Motor and automobile comprising the same

The present invention relates to a motor and a vehicle including the same, and more particularly, to a motor and a vehicle including the same to remove heat generated from the rotor and the stator.

The automobile, which has emerged by the invention of the internal combustion engine, is an indispensable necessity in human life, but it causes energy depletion due to the main cause of environmental pollution and the consumption of enormous energy. Electric vehicles, hydrogen fuel or internal combustion engines and hybrid vehicles in combination with these are being developed and used.

Electric vehicles (EVs) are mainly powered by AC or DC motors using battery power, and are mainly classified into battery-only electric vehicles and hybrid electric vehicles. Using a motor to drive and recharging when the power is exhausted, the hybrid electric vehicle can run the engine to generate electricity to charge the battery and drive the electric motor using this electricity to move the car.

In addition, hybrid electric vehicles can be classified into a series and a parallel method, in which the mechanical energy output from the engine is converted into electrical energy through a generator, and the electrical energy is supplied to a battery or a motor so that the vehicle is always driven by a motor. It is a concept of adding an engine and a generator to increase the mileage to an existing electric vehicle, and the parallel method can drive a vehicle with a battery power and drive two vehicles only with an engine (gasoline or diesel). In parallel, depending on the driving conditions, the engine and the motor may drive the vehicle simultaneously.

In addition, the motor / control technology has also been developed recently, a high power, small size and high efficiency system has been developed. As the DC motor is converted to an AC motor, the output and EV power performance (acceleration performance, top speed) are greatly improved, reaching a level comparable to that of gasoline cars. As the motor rotates with high output, the motor is light and compact, and the payload and volume are greatly reduced.

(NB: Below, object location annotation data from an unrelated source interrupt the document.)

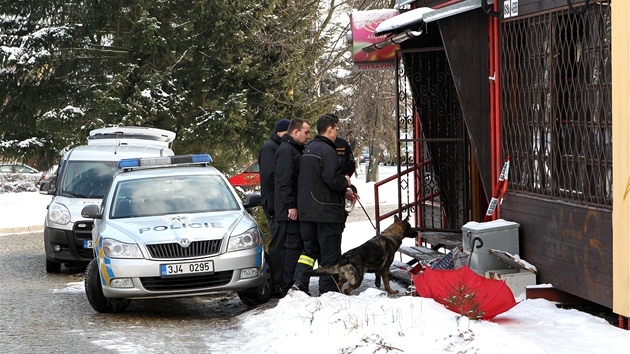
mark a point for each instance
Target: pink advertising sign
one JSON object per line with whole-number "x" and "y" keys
{"x": 363, "y": 25}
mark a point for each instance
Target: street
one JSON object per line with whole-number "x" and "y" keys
{"x": 49, "y": 313}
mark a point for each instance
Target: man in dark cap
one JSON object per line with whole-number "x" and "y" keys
{"x": 322, "y": 189}
{"x": 267, "y": 162}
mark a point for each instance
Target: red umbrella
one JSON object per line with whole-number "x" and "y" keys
{"x": 465, "y": 292}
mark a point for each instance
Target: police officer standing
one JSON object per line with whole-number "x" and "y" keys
{"x": 287, "y": 171}
{"x": 321, "y": 193}
{"x": 267, "y": 162}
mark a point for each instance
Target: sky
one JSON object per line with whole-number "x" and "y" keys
{"x": 371, "y": 321}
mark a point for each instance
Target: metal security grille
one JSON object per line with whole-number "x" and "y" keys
{"x": 432, "y": 142}
{"x": 556, "y": 104}
{"x": 174, "y": 250}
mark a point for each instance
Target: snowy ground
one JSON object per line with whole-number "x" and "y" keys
{"x": 371, "y": 321}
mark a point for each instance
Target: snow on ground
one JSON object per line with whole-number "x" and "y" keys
{"x": 371, "y": 321}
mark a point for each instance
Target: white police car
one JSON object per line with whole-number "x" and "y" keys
{"x": 172, "y": 227}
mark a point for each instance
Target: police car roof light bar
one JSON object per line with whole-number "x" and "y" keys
{"x": 165, "y": 161}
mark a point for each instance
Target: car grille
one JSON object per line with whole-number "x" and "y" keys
{"x": 189, "y": 282}
{"x": 83, "y": 231}
{"x": 175, "y": 250}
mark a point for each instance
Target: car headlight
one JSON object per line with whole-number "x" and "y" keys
{"x": 249, "y": 239}
{"x": 58, "y": 214}
{"x": 116, "y": 249}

However, the motor driving the electric vehicle generates heat due to copper loss due to Joule heat and iron loss in the iron core as current flows in the copper wire. This increase in temperature requires the use of expensive insulation materials that withstand high temperatures, and shortens the life due to the temperature rise of the insulation material affects the life and reliability of the motor. Therefore, it is necessary to study ways to remove the generated heat to increase the reliability and life of the motor.

The problem to be solved by the present invention is to provide a motor and a vehicle comprising the same to remove heat generated from the rotor and the stator.

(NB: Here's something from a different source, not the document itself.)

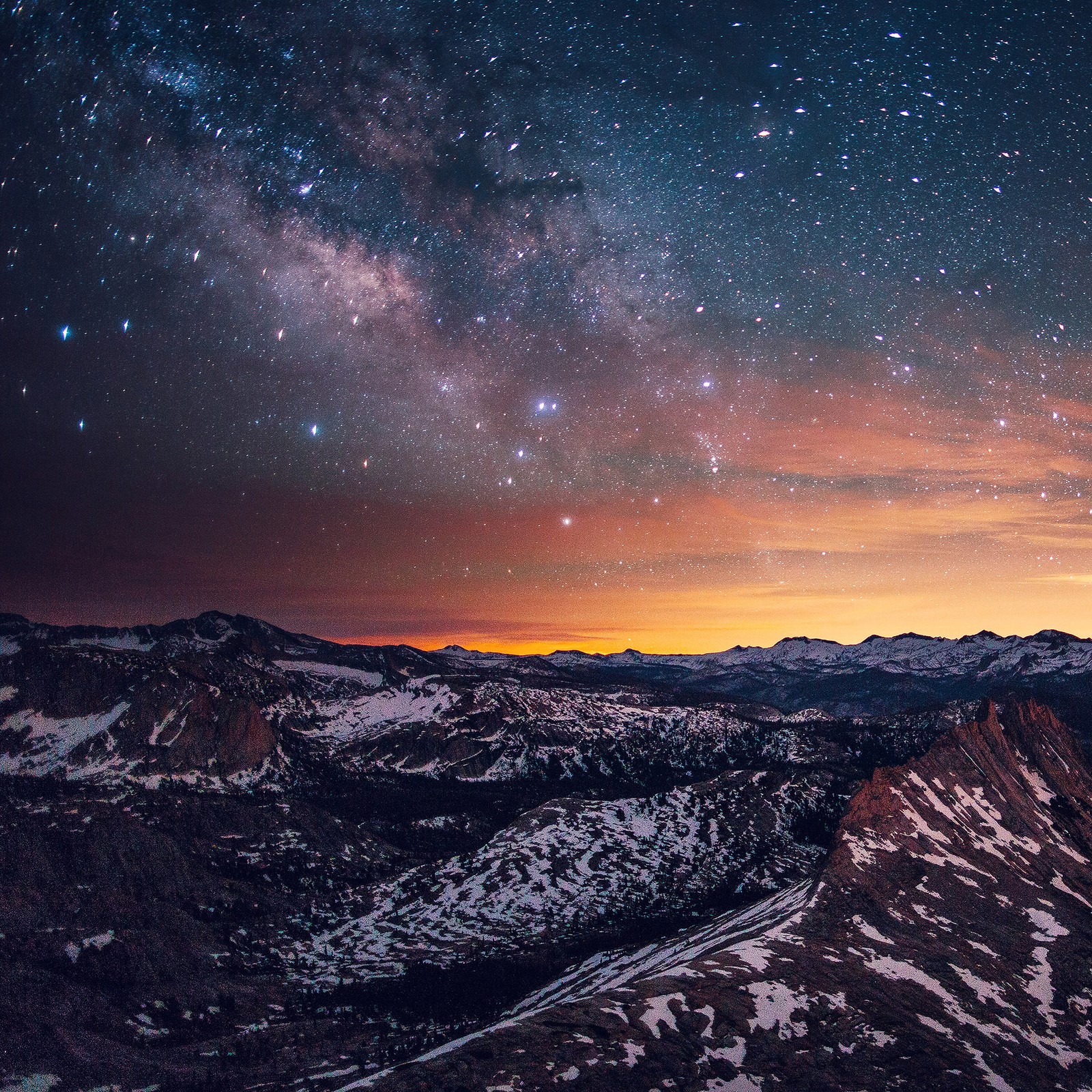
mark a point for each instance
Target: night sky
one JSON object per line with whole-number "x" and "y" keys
{"x": 538, "y": 325}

The objects of the present invention are not limited to the above-mentioned objects, and other objects that are not mentioned will be clearly understood by those skilled in the art from the following description.

In order to achieve the above object, a motor according to an embodiment of the present invention,

A powered stator; A rotor rotatably provided on the stator; And

A flow unit formed in the rotor and flowing air between the stator and the rotor as the rotor rotates; It is configured to include.

In addition, in order to achieve the above object, a motor according to an embodiment of the present invention,

A powered stator; A rotor accommodated inside the stator to allow air to flow between the stator and the stator during rotation; And a flow portion formed in a curved shape on an outer surface of the rotor. It is configured to include.

In addition, in order to achieve the above object, an automobile according to an embodiment of the present invention,

A motor driving unit for converting DC power into AC power; A motor rotating by receiving AC power from the motor driver; And a wheel rotating by the motor; The motor includes a stator supplied with power; A rotor accommodated inside the stator to allow air to flow between the stator and the stator during rotation; And a flow portion formed in a curved shape on an outer surface of the rotor. It is configured to include.

Specific details of other embodiments are included in the detailed description and the drawings.

According to the vehicle of the present invention has one or more of the following effects.

First, the rotor is provided with a flow part to cool the motor by flowing air when the rotor rotates.

Second, a plurality of hollows are provided in the stator so that air may form a circulation airflow along the hollows to cool the motor.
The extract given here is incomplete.